Overdenking van vandaag:
Wat? Waar gaat dit nu eigenlijk over ...? Ja, dat is de reactie van de meeste mensen bij dit verhaal. Jezus gebruikte zijn wonderbaarlijke krachten om een vijgenboom te vervloeken. Vanuit een menselijke standpunt bekeken is dit merkwaardig en oneerlijk. Het is niet eens het seizoen voor vijgen en toch vervloekt Jezus het omdat het vruchteloos is. Duidelijk is dat Jezus aan zijn trouwe volgelingen (en ons nu ook) iets belangrijks wil leren.
Zoals in sommige andere verhalen en gebeurtenissen in het Nieuwe Testament, is het belangrijk dat we ons richten op één belangrijk punt in het verhaal. Zoals dit verhaal zich uiteen vouwt, is het mogelijk te begrijpen dat het gebrek aan vruchten in de vijgenboom vooruit blikt op Jeruzalem en alles waar het met de Tempel voor staat (de centrale religieuze plaats voor Gods mensen). Jezus zal er sterven.
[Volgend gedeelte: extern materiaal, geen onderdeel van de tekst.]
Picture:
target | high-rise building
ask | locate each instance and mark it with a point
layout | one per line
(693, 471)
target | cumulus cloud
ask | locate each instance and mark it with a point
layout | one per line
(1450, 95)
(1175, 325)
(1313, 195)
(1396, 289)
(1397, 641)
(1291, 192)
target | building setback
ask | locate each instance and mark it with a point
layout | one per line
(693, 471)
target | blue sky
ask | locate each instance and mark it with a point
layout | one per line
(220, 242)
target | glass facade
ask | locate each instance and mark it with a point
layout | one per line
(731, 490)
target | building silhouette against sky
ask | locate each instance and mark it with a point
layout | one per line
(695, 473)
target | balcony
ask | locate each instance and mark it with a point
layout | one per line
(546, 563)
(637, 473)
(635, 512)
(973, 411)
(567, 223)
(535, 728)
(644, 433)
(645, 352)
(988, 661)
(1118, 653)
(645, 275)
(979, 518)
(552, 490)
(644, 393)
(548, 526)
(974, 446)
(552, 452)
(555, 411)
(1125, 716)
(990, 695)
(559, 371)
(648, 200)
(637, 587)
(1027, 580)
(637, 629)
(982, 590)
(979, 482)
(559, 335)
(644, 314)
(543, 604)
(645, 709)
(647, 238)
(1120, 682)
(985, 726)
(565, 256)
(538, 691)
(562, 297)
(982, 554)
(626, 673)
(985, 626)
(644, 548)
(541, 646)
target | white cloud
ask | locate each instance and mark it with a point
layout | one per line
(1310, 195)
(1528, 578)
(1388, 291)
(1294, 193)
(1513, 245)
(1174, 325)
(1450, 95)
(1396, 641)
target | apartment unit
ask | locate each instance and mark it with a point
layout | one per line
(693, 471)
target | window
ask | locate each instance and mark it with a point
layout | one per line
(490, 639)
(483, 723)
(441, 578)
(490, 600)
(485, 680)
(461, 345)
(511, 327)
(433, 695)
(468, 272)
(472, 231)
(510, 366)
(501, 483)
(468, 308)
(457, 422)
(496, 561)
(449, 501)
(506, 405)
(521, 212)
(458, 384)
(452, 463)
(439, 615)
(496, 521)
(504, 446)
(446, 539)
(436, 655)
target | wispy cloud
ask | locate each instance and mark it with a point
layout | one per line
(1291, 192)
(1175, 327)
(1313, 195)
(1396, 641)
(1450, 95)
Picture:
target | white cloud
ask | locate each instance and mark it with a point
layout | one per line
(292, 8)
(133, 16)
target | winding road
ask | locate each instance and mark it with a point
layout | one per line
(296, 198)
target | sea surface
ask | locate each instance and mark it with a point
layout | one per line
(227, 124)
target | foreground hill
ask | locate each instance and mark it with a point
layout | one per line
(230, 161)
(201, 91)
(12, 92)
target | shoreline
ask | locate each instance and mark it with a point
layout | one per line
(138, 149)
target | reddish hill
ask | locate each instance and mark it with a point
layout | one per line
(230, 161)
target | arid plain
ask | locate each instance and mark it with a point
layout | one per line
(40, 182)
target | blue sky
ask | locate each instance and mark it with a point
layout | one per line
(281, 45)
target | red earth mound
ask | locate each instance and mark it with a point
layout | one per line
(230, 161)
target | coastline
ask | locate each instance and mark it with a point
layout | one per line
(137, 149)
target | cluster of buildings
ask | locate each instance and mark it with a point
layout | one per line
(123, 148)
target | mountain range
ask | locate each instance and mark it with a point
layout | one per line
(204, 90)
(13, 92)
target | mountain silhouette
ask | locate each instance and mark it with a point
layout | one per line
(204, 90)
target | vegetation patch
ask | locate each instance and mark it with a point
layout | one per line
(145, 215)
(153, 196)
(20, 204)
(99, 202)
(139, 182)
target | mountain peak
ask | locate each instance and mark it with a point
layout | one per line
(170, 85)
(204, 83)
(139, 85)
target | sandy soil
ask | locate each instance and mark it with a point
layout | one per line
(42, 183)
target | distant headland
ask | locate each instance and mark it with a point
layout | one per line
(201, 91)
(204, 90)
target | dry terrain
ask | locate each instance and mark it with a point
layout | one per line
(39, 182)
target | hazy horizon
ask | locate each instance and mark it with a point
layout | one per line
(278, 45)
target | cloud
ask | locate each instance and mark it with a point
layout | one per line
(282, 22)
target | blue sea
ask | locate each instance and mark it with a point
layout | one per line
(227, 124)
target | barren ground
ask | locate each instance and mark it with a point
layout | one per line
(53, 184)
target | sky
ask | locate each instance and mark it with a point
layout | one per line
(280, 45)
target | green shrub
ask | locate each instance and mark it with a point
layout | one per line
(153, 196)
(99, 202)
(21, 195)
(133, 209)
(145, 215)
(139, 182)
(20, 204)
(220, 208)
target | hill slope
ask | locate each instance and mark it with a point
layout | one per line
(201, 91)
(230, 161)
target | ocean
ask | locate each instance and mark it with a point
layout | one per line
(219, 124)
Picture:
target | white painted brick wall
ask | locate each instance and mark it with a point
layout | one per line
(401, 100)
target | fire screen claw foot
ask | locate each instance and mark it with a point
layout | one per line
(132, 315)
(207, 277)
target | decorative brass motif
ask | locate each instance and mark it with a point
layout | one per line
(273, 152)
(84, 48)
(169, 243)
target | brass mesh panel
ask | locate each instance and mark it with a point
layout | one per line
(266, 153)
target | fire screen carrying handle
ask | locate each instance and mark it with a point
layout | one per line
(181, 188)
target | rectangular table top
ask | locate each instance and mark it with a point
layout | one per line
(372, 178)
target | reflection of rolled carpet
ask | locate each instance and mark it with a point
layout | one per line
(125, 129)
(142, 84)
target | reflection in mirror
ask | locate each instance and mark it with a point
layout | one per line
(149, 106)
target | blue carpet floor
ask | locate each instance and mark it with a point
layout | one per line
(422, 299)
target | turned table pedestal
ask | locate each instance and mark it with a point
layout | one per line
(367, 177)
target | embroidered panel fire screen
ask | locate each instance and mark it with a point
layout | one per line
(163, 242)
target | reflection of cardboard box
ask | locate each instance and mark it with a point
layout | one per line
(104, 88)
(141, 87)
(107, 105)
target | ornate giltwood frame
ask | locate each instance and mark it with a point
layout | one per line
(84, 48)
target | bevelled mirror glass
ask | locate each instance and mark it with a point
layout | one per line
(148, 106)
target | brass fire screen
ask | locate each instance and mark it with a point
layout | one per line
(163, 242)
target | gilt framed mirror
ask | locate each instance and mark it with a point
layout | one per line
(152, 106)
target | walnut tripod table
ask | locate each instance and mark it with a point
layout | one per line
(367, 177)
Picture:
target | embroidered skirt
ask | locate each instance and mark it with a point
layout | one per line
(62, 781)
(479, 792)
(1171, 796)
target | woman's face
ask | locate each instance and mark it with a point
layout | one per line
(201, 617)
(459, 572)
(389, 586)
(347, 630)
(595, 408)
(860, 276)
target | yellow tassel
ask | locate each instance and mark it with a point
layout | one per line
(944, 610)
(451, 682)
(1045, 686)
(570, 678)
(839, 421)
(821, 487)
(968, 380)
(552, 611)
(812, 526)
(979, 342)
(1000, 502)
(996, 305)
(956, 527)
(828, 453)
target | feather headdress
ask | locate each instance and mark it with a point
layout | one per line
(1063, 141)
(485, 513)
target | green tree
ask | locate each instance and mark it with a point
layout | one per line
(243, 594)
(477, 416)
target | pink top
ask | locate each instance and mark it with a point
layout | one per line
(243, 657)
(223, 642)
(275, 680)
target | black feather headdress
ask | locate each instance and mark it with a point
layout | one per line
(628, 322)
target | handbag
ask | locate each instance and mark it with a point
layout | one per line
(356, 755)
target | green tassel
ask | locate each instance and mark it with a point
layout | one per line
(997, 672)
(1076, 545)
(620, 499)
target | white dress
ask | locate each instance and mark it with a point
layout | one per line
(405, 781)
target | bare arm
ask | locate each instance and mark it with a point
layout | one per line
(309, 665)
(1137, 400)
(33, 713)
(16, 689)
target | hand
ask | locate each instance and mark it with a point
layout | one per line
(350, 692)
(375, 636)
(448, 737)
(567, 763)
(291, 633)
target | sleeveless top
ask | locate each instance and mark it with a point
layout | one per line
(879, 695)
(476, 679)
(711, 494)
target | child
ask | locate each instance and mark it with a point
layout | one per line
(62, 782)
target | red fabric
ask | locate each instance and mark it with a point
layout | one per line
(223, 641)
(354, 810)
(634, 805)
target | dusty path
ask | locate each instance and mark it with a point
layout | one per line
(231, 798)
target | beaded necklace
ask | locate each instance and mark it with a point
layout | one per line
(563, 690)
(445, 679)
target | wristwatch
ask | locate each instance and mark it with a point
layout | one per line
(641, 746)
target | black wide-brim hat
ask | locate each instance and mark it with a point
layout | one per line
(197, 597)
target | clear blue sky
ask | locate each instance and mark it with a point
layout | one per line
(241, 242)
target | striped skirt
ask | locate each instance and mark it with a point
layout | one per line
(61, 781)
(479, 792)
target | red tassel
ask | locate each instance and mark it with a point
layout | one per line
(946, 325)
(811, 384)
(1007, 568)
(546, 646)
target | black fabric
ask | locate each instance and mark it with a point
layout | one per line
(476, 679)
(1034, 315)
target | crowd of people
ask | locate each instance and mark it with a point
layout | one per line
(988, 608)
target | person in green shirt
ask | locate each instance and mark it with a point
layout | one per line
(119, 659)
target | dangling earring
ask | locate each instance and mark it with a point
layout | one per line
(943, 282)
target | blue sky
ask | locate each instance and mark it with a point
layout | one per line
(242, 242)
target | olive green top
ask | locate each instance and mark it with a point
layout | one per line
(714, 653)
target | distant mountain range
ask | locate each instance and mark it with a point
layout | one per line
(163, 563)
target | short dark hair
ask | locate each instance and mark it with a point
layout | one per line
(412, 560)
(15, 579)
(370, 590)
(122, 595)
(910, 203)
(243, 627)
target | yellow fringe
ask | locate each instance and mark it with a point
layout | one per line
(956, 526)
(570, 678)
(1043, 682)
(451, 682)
Hij zal sterven voor de mensen daar... en alle mensen over de gehele wereld. Hij zal komen om te kijken of er vruchten zijn als resultaat van zijn leven, offer, sterven en opstanding. Er zullen ook keuzes gemaakt moeten worden. Er zal een seizoen zijn van beslissingen en vrucht dragen. Jeruzalem heeft haar tijd gehad. Nu is het onze tijd van beslissingen en voortdurend vrucht dragen. Hoe zal onze toekomst zijn? Wat zal jouw toekomst zijn?
Gebed:
Vader in de hemel, ik kies ervoor om Jezus te eren en hem te vertrouwen als mijn Redder. Ik geloof dat hij de Christus is, uw profeten beloofden dat deze Messias zou komen. Ik wil dat hij regeert als Heer in mijn leven. Ik open mijn leven voor de Heilige Geest om zijn werk van verandering in mij te doen... om mij te richten naar het karakter van uw Zoon en mij te veranderen in een tempel waar u leeft. Mijn gebed is dat uw heilige vruchten in mij gevormd zullen worden. In Jezus' naam bid ik. Amen.
Contekst: Markus 11:12-25
"En des anderen daags, als zij uit Bethanie gingen, hongerde Hem. En ziende van verre een vijgeboom, die bladeren had, ging Hij [om] [te] [zien], of Hij ook iets op denzelven zou vinden; en daarbij gekomen zijnde, vond Hij niet dan bladeren; want het was de tijd der vijgen niet. En Jezus, antwoordende, zeide tot denzelven: Niemand ete [enige] vrucht meer van u in der eeuwigheid! En Zijn discipelen hoorden het. En zij kwamen te Jeruzalem; en Jezus, in den tempel gegaan zijnde, begon degenen, die in den tempel verkochten en kochten, uit te drijven; en de tafelen der wisselaars, en de zitstoelen dergenen, die de duiven verkochten, keerde Hij om; En liet niet toe, dat iemand enig vat door den tempel droeg. En Hij leerde, zeggende tot hen: Is er niet geschreven: Mijn huis zal een huis des gebeds genaamd worden allen volken? Maar gij hebt dat [tot] een kuil der moordenaren gemaakt. En de Schriftgeleerden en de overpriesters hoorden [dat], en zochten, hoe zij Hem doden zouden; want zij vreesden Hem, omdat de ganse schare ontzet was over Zijn leer. En als het nu laat geworden was, ging Hij uit buiten de stad. En des morgens vroeg voorbijgaande, zagen zij, dat de vijgeboom verdord was, van de wortelen af. En Petrus, [zulks] indachtig geworden zijnde, zeide tot Hem: Rabbi! zie, de vijgeboom, dien Gij vervloekt hebt, is verdord. En Jezus, antwoordende, zeide tot hen: Hebt geloof op God. Want voorwaar zeg Ik u, dat, zo wie tot dezen berg zal zeggen: Word opgeheven en in de zee geworpen; en niet zal twijfelen in zijn hart, maar zal geloven, dat hetgeen hij zegt, geschieden zal, het zal hem geworden, zo wat hij zegt. Daarom zeg Ik u: Alle dingen, die gij biddende begeert, gelooft, dat gij ze ontvangen zult, en zij zullen u geworden. En wanneer gij staat om te bidden, vergeeft, indien gij iets hebt tegen iemand; opdat ook uw Vader, Die in de hemelen is, ulieden uw misdaden vergeve."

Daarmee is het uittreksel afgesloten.